– Моя мама приехала?
– Нет, – ответила я, – папа и дядя здесь. Давай, выходи.
– Не могу, – сказала она.
– Ты в порядке?
– Просто уезжайте, хорошо? Мама едет. Пожалуйста, Шорисс, садись в машину с Джеймсом и Роли и уезжайте.
Через дверь я слышала ее плач. Это были глубокие, утробные рыдания – так плакала мама на похоронах бабушки Банни. Мама тогда легла на скамью в церкви и так сильно дергала ногой, что потеряла туфлю. Мы с Роли оползали все на карачках, но так ее и не нашли. Пока гроб с бабушкой опускали в могилу, мама стояла на черной земле в одних чулках.
Я побежала обратно к машине. Папа и Роли стояли, опершись о капот стреноженного «Линкольна», и курили «Кул».
– К-к-как там ситуация?
– Папа, с ней что-то серьезно не в порядке. Она плачет. Несет какую-то чушь.

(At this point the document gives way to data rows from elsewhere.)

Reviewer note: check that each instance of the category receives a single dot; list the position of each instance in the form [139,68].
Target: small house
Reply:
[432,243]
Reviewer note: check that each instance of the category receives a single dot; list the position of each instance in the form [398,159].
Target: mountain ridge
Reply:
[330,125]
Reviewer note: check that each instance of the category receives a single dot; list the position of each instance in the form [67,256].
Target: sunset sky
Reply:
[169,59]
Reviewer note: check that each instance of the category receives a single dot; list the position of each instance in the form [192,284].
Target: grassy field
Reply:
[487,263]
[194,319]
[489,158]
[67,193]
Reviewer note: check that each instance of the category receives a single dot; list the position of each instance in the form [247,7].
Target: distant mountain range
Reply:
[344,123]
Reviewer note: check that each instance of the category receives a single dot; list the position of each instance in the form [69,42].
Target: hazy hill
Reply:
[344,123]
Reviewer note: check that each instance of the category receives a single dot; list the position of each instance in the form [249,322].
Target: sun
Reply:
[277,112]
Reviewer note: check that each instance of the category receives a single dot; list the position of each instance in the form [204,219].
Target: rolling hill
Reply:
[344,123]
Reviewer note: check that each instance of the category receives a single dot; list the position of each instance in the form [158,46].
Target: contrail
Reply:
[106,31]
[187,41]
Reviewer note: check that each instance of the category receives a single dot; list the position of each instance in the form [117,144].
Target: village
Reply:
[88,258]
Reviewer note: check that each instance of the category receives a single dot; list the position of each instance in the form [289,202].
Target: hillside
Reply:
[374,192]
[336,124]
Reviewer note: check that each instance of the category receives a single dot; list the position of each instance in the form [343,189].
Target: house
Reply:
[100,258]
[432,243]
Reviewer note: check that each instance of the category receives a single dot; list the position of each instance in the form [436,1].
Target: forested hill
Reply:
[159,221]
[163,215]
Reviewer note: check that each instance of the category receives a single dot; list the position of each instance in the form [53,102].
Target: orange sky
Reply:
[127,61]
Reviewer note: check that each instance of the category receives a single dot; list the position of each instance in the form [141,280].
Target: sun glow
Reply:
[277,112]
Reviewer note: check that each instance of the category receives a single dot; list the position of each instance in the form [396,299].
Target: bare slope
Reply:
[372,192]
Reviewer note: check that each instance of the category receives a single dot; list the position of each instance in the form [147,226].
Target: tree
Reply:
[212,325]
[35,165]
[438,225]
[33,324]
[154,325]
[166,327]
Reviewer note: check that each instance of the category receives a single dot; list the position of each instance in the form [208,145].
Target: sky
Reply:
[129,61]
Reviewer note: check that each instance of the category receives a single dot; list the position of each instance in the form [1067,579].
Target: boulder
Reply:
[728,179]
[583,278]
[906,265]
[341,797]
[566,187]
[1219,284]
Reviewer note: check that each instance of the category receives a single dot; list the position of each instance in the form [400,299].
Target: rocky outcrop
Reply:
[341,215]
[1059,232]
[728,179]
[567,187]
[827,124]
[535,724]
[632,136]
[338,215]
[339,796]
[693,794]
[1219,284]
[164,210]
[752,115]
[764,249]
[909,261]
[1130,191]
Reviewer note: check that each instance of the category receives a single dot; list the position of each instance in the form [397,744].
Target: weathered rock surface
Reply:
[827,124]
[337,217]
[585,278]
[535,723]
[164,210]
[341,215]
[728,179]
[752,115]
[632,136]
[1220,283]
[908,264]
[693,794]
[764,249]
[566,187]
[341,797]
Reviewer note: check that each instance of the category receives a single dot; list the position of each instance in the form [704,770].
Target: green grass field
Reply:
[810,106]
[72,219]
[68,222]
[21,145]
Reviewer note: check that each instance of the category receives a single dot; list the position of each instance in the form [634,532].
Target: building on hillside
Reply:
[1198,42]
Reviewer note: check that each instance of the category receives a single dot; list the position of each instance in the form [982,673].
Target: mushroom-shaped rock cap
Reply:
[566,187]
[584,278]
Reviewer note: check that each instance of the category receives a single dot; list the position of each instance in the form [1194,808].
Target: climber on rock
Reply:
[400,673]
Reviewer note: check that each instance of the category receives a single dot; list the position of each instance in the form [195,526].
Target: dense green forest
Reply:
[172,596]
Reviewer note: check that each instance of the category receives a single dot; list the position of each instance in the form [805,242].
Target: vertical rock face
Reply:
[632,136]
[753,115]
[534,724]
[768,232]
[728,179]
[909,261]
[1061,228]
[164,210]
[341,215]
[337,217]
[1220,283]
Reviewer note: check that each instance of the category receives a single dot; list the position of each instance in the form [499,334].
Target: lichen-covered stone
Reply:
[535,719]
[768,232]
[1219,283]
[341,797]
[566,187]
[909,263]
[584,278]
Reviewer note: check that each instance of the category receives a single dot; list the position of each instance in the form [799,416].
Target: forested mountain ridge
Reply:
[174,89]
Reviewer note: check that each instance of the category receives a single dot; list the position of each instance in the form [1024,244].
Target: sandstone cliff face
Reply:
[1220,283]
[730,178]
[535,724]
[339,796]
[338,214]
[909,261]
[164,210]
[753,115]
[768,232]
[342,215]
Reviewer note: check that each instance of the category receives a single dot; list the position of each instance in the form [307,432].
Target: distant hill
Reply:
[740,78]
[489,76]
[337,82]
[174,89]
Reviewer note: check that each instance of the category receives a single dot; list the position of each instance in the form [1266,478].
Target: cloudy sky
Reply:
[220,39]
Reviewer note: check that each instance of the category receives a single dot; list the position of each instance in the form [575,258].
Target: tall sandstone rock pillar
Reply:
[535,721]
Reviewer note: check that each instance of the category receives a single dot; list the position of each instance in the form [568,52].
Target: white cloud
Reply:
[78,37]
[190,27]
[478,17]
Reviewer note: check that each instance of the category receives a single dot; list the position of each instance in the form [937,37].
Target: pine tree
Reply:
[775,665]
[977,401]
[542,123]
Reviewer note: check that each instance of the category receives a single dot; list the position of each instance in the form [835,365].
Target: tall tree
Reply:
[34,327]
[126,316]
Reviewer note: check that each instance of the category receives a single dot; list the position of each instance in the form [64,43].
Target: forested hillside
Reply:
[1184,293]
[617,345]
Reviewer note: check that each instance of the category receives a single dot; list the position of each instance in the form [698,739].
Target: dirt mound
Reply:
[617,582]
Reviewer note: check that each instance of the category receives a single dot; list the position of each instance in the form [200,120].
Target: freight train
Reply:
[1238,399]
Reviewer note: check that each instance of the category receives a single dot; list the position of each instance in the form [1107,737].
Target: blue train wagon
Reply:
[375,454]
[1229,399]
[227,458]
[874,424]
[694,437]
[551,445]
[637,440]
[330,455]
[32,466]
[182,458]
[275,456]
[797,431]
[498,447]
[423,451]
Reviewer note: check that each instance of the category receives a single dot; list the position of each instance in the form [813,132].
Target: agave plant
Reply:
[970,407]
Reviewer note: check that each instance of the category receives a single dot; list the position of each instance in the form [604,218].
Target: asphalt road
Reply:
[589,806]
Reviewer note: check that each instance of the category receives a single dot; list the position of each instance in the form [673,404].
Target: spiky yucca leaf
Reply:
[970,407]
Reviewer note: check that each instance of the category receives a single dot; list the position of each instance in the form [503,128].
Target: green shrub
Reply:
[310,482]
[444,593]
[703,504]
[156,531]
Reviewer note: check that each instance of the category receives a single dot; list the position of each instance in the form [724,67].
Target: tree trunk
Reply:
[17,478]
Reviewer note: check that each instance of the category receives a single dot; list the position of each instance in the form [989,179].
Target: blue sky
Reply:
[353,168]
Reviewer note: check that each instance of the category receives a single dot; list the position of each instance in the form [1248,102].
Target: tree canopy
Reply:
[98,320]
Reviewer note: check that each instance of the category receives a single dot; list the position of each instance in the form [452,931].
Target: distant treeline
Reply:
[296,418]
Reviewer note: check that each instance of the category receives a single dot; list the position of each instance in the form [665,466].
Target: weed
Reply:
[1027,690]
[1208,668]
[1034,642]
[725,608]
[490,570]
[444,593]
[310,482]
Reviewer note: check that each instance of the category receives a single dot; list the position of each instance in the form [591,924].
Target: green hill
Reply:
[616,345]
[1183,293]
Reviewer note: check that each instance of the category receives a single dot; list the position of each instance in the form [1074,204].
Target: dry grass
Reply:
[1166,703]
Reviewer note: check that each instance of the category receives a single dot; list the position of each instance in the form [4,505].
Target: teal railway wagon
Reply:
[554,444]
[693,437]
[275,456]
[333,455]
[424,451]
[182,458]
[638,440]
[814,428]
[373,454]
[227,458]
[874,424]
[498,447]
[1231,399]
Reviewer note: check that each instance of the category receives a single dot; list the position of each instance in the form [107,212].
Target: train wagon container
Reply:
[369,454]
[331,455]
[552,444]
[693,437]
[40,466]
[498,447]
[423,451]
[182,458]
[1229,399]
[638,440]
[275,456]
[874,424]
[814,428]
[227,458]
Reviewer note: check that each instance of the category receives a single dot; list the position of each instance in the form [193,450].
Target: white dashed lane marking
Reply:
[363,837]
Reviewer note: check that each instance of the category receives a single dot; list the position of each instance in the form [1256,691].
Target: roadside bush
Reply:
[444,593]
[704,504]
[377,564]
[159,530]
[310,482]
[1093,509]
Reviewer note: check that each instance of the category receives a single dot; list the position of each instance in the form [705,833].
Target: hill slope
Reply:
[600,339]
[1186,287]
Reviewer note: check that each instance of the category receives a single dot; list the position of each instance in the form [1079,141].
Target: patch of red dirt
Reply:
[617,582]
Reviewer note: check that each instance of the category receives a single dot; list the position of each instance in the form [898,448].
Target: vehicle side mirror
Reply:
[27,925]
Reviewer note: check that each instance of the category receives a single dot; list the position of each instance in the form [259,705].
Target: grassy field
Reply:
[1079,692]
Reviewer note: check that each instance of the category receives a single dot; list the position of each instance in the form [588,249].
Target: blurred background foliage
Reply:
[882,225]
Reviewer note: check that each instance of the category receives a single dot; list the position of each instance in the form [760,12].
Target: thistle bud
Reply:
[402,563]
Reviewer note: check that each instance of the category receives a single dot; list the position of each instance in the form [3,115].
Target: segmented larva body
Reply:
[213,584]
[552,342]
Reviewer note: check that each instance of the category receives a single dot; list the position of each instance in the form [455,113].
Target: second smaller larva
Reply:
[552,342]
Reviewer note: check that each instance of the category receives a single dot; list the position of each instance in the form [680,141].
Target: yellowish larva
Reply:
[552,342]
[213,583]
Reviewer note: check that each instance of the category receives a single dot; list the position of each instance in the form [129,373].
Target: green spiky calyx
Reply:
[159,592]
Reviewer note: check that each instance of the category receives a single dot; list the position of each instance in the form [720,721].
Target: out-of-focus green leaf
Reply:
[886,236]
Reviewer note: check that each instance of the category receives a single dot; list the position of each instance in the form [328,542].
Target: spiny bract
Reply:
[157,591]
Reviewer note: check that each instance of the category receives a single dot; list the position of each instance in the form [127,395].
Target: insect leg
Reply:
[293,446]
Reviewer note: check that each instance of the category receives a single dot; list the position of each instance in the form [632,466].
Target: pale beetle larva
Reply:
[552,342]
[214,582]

– Н-несет чушь? В каком смысле чушь? Что именно она сказала?
– Спокойнее, Джимбо, – осадил его Роли.
– Говорит, чтобы мы уезжали без нее. Что ее мама уже в пути. Хочет подождать в туалете.
– Ее мама? – спросил папа. – Она говорит, что позвонила маме?
– Спокойнее, Джимбо, – повторил Роли.
Кассирша высунулась из двери магазина. Я ей помахала.
Папа пересек парковку и деликатно постучал костяшками пальцев в дверь туалета. Привычка так стучать появилась у него с тех пор, как он случайно зашел ко мне в ванную, когда мне было лет двенадцать. После того случая он несколько недель стучал по всем поверхностям, напоминающим дверь. Однажды я заметила, как папа стучался в дверцу кухонного шкафчика, прежде чем достать оттуда бутылку тонизирующего напитка.
– Дана, – произнес он, – это Джеймс Уизерспун, папа Шорисс. Ты там в порядке, юная леди?
– Да, сэр.
Голос был подавленный, как у отшлепанного ребенка.
– Шорисс говорит, ты ждешь маму. Это правда?